Wouldn't start, though.  The sparkie thing wouldn't spark.  The professional gas-passer dude said something more formal, as I recall, something about the igniter not functioning when initiated.  See, the igniter is this sparky thing that is supposed to throw a spark into the gas stream when a button is depressed.  When it doesn't work, there's no spark, which in turn makes for no pilot flame, which in turn makes for Stephen's Cold Showers.



Dejected, I called the property manager and asked that he get on the matter with some degree of haste, since nobody wants to be around me after a weekend of avoiding cold showers.  He agreed.  I asked if I needed to be there.  He said he'd have the guy call me.  I went to work.

Yay!  Work!

I know it's committing an epic un-Friday-ness to celebrate work on that day, but there were things I had to get done or else I'd need to go in over the weekend.  I only had a few hours, too, since the cable/Internet company was scheduled to be out between five and seven.

That's five and seven pee em, if you're wondering.  I love my Internet as much as, and probably more than, most people, but no way in hell am I up for the other alternative.

I was almost to work when the cable/Internet dude called me to remind me that I was set for between one and three, and to let me know he was probably going to be there at about two thirty, ish.  He'd be sure to call me again once he was on his way over.

I sure hope those people can run Internet services better'n they can schedule service calls.

First item of duty at work: an appeals hearing.  See, nearly anything that happens to a student can be appealed by that student, and occasionally someone takes us up on the opportunity.  We always grace that with all the formality we can grant it; after all, we want the student to know they got a fair shake no matter how many times the Dean makes the two-syllable reference to the feces of a male bovine while reading the appeal letter in private. 

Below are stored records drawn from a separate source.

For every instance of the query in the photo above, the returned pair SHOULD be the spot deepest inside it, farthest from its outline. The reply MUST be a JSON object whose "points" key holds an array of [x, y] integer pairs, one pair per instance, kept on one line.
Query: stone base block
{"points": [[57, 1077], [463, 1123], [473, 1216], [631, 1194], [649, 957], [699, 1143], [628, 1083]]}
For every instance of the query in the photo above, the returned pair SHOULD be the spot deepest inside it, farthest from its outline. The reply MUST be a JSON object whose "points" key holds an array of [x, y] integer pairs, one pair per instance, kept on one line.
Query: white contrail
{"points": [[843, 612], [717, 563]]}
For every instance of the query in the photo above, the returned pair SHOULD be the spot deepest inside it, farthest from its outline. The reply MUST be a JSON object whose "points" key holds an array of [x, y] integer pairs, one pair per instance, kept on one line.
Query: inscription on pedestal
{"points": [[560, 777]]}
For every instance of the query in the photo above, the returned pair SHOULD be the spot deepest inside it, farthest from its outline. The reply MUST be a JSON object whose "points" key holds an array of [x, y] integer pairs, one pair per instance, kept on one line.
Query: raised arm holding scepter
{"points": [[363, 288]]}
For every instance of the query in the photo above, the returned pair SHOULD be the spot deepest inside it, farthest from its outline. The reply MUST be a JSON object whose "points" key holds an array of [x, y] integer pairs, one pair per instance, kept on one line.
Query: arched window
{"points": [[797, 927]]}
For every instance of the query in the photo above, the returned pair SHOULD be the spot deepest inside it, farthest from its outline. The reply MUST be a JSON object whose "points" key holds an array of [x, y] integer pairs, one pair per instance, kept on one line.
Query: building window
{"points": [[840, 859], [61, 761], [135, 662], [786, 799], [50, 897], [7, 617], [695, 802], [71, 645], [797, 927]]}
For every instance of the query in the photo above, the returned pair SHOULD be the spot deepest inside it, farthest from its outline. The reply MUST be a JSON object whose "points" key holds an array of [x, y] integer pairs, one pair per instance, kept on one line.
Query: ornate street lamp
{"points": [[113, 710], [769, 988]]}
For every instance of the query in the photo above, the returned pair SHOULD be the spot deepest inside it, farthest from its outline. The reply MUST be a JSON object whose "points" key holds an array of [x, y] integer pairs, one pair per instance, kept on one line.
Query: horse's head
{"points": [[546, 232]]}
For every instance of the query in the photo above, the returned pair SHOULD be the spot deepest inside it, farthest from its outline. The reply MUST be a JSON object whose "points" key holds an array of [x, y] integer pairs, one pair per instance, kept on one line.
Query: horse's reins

We'd just finished the hearing when my cell rang.  Talk about bullshit--the timing, not the hearing.  We deliberated quickly and came to a unanimous and well-considered decision, and then I raced back to the parking garage and drove to the new home-wet-home.

Yes, I said wet.

In the two hours it had taken me to drive to work, attend to the appeal, and drive back, the property manager had acted successfully.  He'd gotten the carpet shampooed.  I have no warm water yet, but at least there were clean, if slightly soggy, carpets for the cable/Internet installer dude to tread across and get dusty.  And he didn't have a DVR with him--apparently everyone else has become as addicted as I to those damned recording boxes, so the warehouse was clean out of them, he explained.  Instead, he was bringing an HD cable box for the non-HD TV that we use DVR on, with the promise that it would be replaced with an HD DVR as soon as one became available.

I resigned myself to playing Sudoku.  That's a good Friday game.

Go home, Friday.  I wanna get drunk....


1 comment:

  1. You had quite the day. Once, a bank put an 11 day hold on my tax return check. I found a new bank.

    As I read your post, I just wonder.... 1. Does Stephen not turn off hiss water heater when he's going to be away for a week? 2. Why doesn't the gas passer have his own handheld butane clicker thing? Or at least a match on a extension wand with a clippy thing on the end? (They actually do make these.)

    Deep thoughts.

    Hope you didn't have much a headache Saturday morning.

    I know first hand that donuts and coffee seem to help that... just in case you were wondering.